Hume wanted to know whether this trust in cause and effect was justified.
Cause & effect
He started with a clarification of what the idea of cause and effect means:
Two events must be close to each other in space and time (contiguity). One of them, the cause, must come before the other, the effect (temporal priority). And most importantly: This succession of events must always happen (constant conjunction).
These three characteristics let us examine the past and predict the future! For example, when we see a human footprint in the sand, we can assume that somebody has walked there in the past.
Likewise, before we drop an egg on the floor, we can predict that it will break in the future.
But are these kinds of assumptions necessarily true?
Hume’s famous reply was: No.
The problem of Induction
Here is his explanation: Imagine you witness one billiard ball hit another. You see the first ball moving—then you hear a smacking sound. The first ball stops to a halt, while the second ball starts to move. Why did the second ball move? Because it was hit by the first one. We assume a necessary connection.
Now Hume says, it is thinkable that something else might have happened after the collision.
So before our observation there is no logical certainty for what might happen. What about after our observation? Did we really see that one event caused another? No. We saw that the movement of the second ball happened after the collision, that’s all. We could not observe the necessary connection between these two events itself.

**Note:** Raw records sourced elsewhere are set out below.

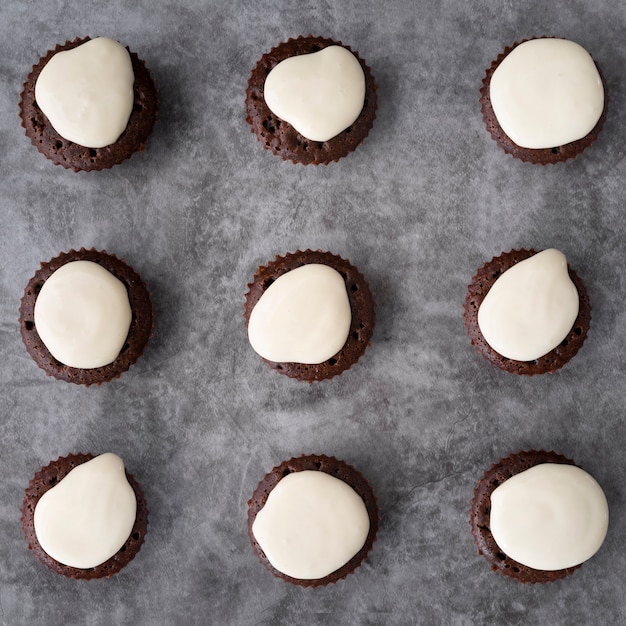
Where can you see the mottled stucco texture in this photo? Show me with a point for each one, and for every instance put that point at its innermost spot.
(418, 208)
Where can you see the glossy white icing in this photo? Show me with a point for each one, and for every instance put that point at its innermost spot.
(311, 525)
(83, 315)
(319, 94)
(303, 317)
(547, 93)
(549, 517)
(88, 516)
(531, 308)
(87, 92)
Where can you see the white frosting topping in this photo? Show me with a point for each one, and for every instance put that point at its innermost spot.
(549, 517)
(303, 317)
(88, 516)
(82, 315)
(319, 94)
(311, 525)
(87, 92)
(531, 308)
(547, 93)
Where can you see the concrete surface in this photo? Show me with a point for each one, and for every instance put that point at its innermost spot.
(418, 208)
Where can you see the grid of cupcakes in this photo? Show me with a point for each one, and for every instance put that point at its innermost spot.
(333, 324)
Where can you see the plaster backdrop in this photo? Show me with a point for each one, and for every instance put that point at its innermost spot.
(424, 202)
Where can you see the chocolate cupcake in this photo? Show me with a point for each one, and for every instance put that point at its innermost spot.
(544, 100)
(89, 120)
(542, 509)
(323, 510)
(310, 315)
(535, 319)
(84, 517)
(312, 123)
(86, 317)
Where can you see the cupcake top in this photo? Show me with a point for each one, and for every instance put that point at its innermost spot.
(547, 92)
(86, 317)
(549, 517)
(83, 315)
(89, 104)
(309, 314)
(311, 100)
(527, 312)
(303, 317)
(320, 94)
(312, 520)
(84, 516)
(87, 92)
(536, 516)
(311, 525)
(530, 308)
(88, 516)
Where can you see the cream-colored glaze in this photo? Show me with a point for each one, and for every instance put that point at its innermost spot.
(531, 308)
(88, 516)
(303, 317)
(549, 517)
(87, 92)
(319, 94)
(311, 525)
(547, 93)
(83, 315)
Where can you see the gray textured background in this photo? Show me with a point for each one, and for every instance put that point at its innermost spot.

So why do we assume that one event caused the other?
Because of habit.
Whenever we see events happen one after another often enough, we believe there’s a connection. This is not a rational justification! But a little caution is in order. Hume does not doubt that everything is connected by cause and effect. He just points out that this is an assumption based on habit, not on compelling rational logic.
Deduction vs. Induction
It is very important that we understand the difference between two kinds of reasoning:
We start with general principles and draw specific conclusions. For example, we can argue: All dogs can bark. Freddy is a dog. So, Freddy can bark.
This sort of argument is called a deduction. Deductions provide logical certainty. If the premises are true, then the conclusion must also be true. Deductions are usually not very exciting, because they more or less reveal how we defined something in the first place.
A second kind of argument starts with specific examples and guesses a general rule. For example: The sun has risen every day so far. Therefore, the sun will probably rise tomorrow.
This kind of argument is called induction. It is based on probability, not on certainty.
In short, deductions move from general rules to specific cases with certainty, while inductions move from specific cases to general rules with probability.
When we observe phenomena in the material world to discover rules or ‘natural laws’, we use inductive reasoning. Hume’s discovery was that this kind of inductive thinking is not based on reason but on a feeling that the future resembles the past. As a result, every scientific theory we develop is just that: a theory.
Why this is useful
This is also why we have to change our mind so often. Our reasoning about proper nutrition for example is inductive! We make observations repeatedly and assume rules about what works and what doesn’t. These rules can be good, but never absolutely certain. If they don’t work, we change them.
Our habit to assume causal connections when we observe things repeatedly can also explain our inclination to superstition or to accept lies if they are repeated often enough. Scientific inductive statements must always be examined carefully and, if necessary, corrected. This is the difference between just “following” the science and actually doing it.